The Bialetti Moka Express is the world's most recognised and cherished stovetop espresso maker which produces rich, authentic espresso in just minutes.
Not many however, know much about the history of this iconic appliance that revolutionised home coffee preparation worldwide. Undoubtedly, even fewer people are aware that there exists a historical link between the Bialetti Moka Express and Faema.
Renato Bialetti was born in Omegna, Italy in 1923 among a family of inventors. However, contrary to popular belief, he didn’t invent the Moka Express. Instead, it was his father Alfonso, who learned the techniques of aluminium shell casting and patented the revolutionary espresso making appliance in 1933.
The new stovetop espresso maker was simple, compact and affordable, yet capable of making the power-packed brew previously associated only with the large espresso machine of the espresso bars. A small engineering marvel at that time, its octagonal tank was inspired by Futurism and Art Deco designs, and its combination of boiler, filter, funnel and tank allow the Moka to shorten the espresso coffee making process at home to just a few minutes.
The famous claim made by Bialetti was that one could enjoy, “without requiring any ability whatsoever, “in casa un espresso come al bar” (“an espresso at home just like at the bar".)
And yet, however revolutionary the invention was, sales of the Moka were unimpressive until Renato Bialetti took over the business in the 1940s. It took all the tenacity and entrepreneurial spirit of Renato, at the helm of Bialetti since 1947, for the commercial breakthrough.
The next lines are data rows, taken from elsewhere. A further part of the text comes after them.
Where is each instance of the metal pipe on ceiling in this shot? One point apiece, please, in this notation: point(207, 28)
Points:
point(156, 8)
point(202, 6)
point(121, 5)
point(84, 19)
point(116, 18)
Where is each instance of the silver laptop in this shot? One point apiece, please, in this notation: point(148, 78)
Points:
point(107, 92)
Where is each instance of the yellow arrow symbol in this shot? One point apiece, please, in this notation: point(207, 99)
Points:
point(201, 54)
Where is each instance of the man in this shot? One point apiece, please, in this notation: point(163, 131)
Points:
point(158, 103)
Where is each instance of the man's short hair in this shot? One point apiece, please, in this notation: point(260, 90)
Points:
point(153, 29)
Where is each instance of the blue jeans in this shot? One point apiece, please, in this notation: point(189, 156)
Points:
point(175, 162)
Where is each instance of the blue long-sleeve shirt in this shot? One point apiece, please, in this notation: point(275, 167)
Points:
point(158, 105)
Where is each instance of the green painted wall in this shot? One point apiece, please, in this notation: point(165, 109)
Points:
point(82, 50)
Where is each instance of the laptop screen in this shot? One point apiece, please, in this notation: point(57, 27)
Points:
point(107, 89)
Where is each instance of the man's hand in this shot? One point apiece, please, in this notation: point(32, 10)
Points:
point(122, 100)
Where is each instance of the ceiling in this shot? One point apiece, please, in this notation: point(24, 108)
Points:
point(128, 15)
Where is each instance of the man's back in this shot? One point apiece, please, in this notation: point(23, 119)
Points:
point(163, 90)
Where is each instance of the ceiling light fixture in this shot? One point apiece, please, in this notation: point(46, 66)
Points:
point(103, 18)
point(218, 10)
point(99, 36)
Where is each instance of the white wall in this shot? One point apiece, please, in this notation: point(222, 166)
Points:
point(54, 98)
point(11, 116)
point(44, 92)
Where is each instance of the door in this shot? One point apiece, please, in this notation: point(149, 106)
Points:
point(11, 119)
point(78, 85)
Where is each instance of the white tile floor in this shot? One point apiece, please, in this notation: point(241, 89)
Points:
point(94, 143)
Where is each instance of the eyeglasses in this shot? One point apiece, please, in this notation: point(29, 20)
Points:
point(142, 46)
The turning point for Moka Express came with television - particularly with the arrival of Carosello - the innovative program invented by the Italian state television network RAI in the late 1950s to broadcast advertisements. This allowed companies to reach new audiences beyond the traditional print and radio and directly into Italian homes.
An astute marketer, Renato proceeded to branding every pot with a charming and adorable character, l'omino con i baffi, or the moustachioed little man, designed by the artist Paul Campani. A symbol of the company since the 1950s, the cartoon is an ingenious caricature of Bialetti himself, and was designed to distinguish his pots from those of competitors.
Not limiting himself to airing commercials on TV, at the same time Renato also aggressively advertised Moka Express around Italy, utilising billboards, radio campaigns as well as newspapers and magazines, and in the process introduced a very well-known slogan in Italy: “Eh yes yes yes… it seems easy! (to make a good coffee).” The result: Bialetti Moka Express became an Italian, and subsequently a global phenomenon, with an estimated 330 million units having been sold worldwide.
Bialetti’s Moka Express continues to be a respected Italian icon. In a recent survey of notable Italian designs in history, the Moka Express ranked as the fifth-best design to have come out of Italy in the 20th century.
Thanks to Moka Express, the small company created by the moustachioed Mr. Bialetti in the 1940s became an empire whose first creaks were only felt in the 1970s, when the competition from low-end moka-like coffee machines became a heavy siege. In 1986 Renato Bialetti sold the business to Faema, bringing to the well-known espresso machine company two hundred employees and an annual turnover of over ten million dollars.
Renato Bialetti died in 2016 at the age of 93. After cremation, his ashes were placed in a large Moka Express-shaped urn. A fitting tribute to the inevitable little man with a moustache behind an invention that forever changed the way espresso was made at home.